Não há demérito nisso. Mudanças estruturais como as que o país carece não são exequíveis da noite para o dia e Lula tratou logo de arquivar o velho discurso socialista, de demonização do mercado, aferrando-se a uma política monetária ainda mais rígida que a de FHC. O que, aliado a uma conjuntura internacional favorável, vem mantendo as coisas nos eixos. Mas, propaganda à parte, ainda estamos longe de justificar o ufanismo que nossas esquerdas delirantes exibem. É o que indica levantamentos de insuspeitos organismos internacionais, que colocam o ambiente econômico brasileiro entre os mais fechados e travados do mundo. Sem falar dos números ainda modestos em relação a outros países emergentes, com uma renda per capita de US$ 3 mil, metade da população vivendo na pobreza e sem avanços significativos nas áreas de educação, saúde e saneamento básico. Isto para um PIB que já foi o oitavo mas há quase uma década se mantém como 13° do mundo.
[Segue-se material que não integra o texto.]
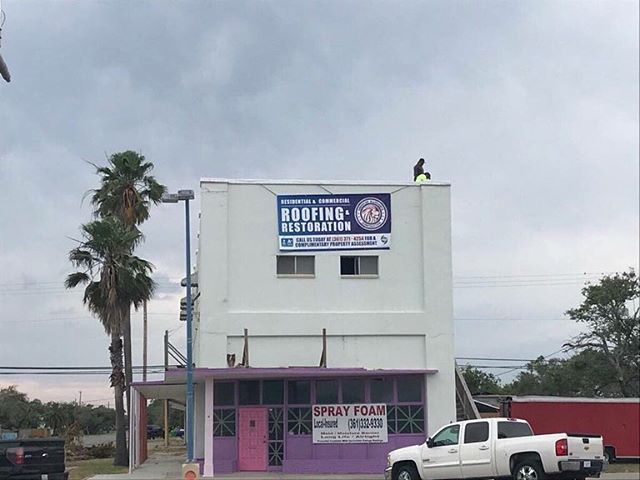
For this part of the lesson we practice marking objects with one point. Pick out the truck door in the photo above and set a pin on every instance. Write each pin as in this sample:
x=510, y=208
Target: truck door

Não é segredo para ninguém que se por  um lado o país conta com um bom parque industrial, crescentes safras agrícolas, com instituições democráticas consolidadas e liberdade de imprensa. Por outro lado, há entraves que o condenam a patinar no atraso e na desigualdade. Mesmo no âmbito da economia, ponto alto do lulismo, a alta carga tributária, o protecionismo autofágico, o tormento burocrático e a infra-estrutura deficiente e cara são impedimentos que afetam diretamente a competitividade de nossos produtos, provavelmente bem mais que a própria defasagem cambial. No ambiente doméstico, o protelamento das reformas estruturais, ao lado do intacto cenário de corrupção, violência e impunidade,estão longe de corresponder ao oba-oba da propaganda oficial. Que na semana passada, por sinal, sofreu duro revés com a divulgação de um relatório por parte do Banco Mundial, dando conta do recrudescimento da corrupção em nosso país.

Faca de dois gumes

Pois é. Pesquisas são assim mesmo, uma faca de dois gumes. Razão pela qual convém encará-las com saudável ceticismo. Como é o caso deste levantamento do Doxa, do grupo Carta Capital, que comprovaria a tendenciosidade da cobertura política de nossa grande imprensa. Tese que ganhou força nas últimas eleições presidenciais, com base nas sucessivas denúncias dos escândalos que envolveram o PT no primeiro mandato de Lula, que mesmo assim acabou consagrado nas urnas. Prova de que a imprensa não faz a cabeça de ninguém ou da falácia do tal complô midiático? Seja como for, o grosso da opinião pública parece estar pouco se lixando para as elocubrações de nossa errática esquerda. Pelo menos não me consta que Veja e os jornalões estejam vendendo menos. Ao contrário, com o boom imobiliário, vê-se que anunciantes é que não tem faltado.

Bom mesmo – e  nisto acho que todos concordam – seria se tudo isso se refletisse num desempenho melhor, algo que inegavelmente tem sido sacrificado pela cupidez dos números.